With over 70 million displaced people worldwide, the need for sustainable models to integrate displaced children into local school systems is not an abstract utopia but an immediate and urgent priority. Fortunately, the inclusive education models developed over the last 25 years are more than up to this challenge.

 

At RTI we believe that inclusion plays a crucial role in mitigating the effects of displacement, and we are committed to building early childhood development models that, in the long run, benefit both displaced and host communities. Indeed, the trauma-sensitive, identity-informed principles we used to develop Baytna rest on the same intuition that animated the Inclusion Forum.

 

Baytna is inclusive of children whose special needs are invisible, but nonetheless daunting. Baytna is built around spaces designed to be welcoming and healing⁠—read: inclusive—and around the efforts of facilitators to identify and mediate the challenges that displaced children and their families face. By offering activities that are playful, that train children’s curiosity and encourage them to expand their imagination, Baytna creates a medium where all children can feel safe and welcome, and helps them learn to take initiative, regulate their emotions, and become resilient.

 

Baytna is inclusive of caregivers as well, who are invited to join activities, as participants or as supervisors.

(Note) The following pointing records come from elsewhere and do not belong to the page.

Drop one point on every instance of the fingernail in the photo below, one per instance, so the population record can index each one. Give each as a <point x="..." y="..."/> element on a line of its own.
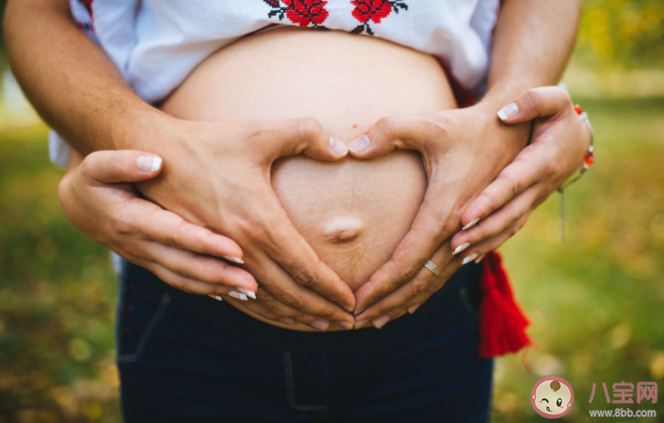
<point x="412" y="309"/>
<point x="380" y="322"/>
<point x="238" y="296"/>
<point x="471" y="224"/>
<point x="508" y="111"/>
<point x="234" y="259"/>
<point x="320" y="324"/>
<point x="148" y="163"/>
<point x="337" y="147"/>
<point x="469" y="258"/>
<point x="460" y="248"/>
<point x="360" y="144"/>
<point x="250" y="294"/>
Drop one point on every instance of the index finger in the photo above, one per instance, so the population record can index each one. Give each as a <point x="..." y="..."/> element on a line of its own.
<point x="434" y="223"/>
<point x="295" y="255"/>
<point x="274" y="279"/>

This process supports learning and growth for both caregivers and facilitators, as it enables them to share knowledge about children’s development, through both observation and active engagement. It brings together theoretical knowledge, maternal instinct, culturally relevant practice, family insight, and many more lines of intuition into building a truly protective space around the children attending Baytna.

 

By helping displaced children and their families develop psychological hygiene and build up resilience, Baytna helps them access their host communities from a place of safety and balance. Effectively, Baytna helps displaced families become agents advancing their own inclusion into local communities and helps children become agents advancing their own inclusion into local schools.

 

Every child deserves nurturing care. Every child deserves high-quality, inclusive early childhood development support. As we consolidate and expand Baytna, we are eager to take on the challenge of continuing to support families with inclusive early childhood development programming. As UNESCO, OSF, and other sponsors and participants of the Inclusion Forum continue working toward greater inclusion, we are just as eager to contribute to the next 25 years of progress in inclusive education.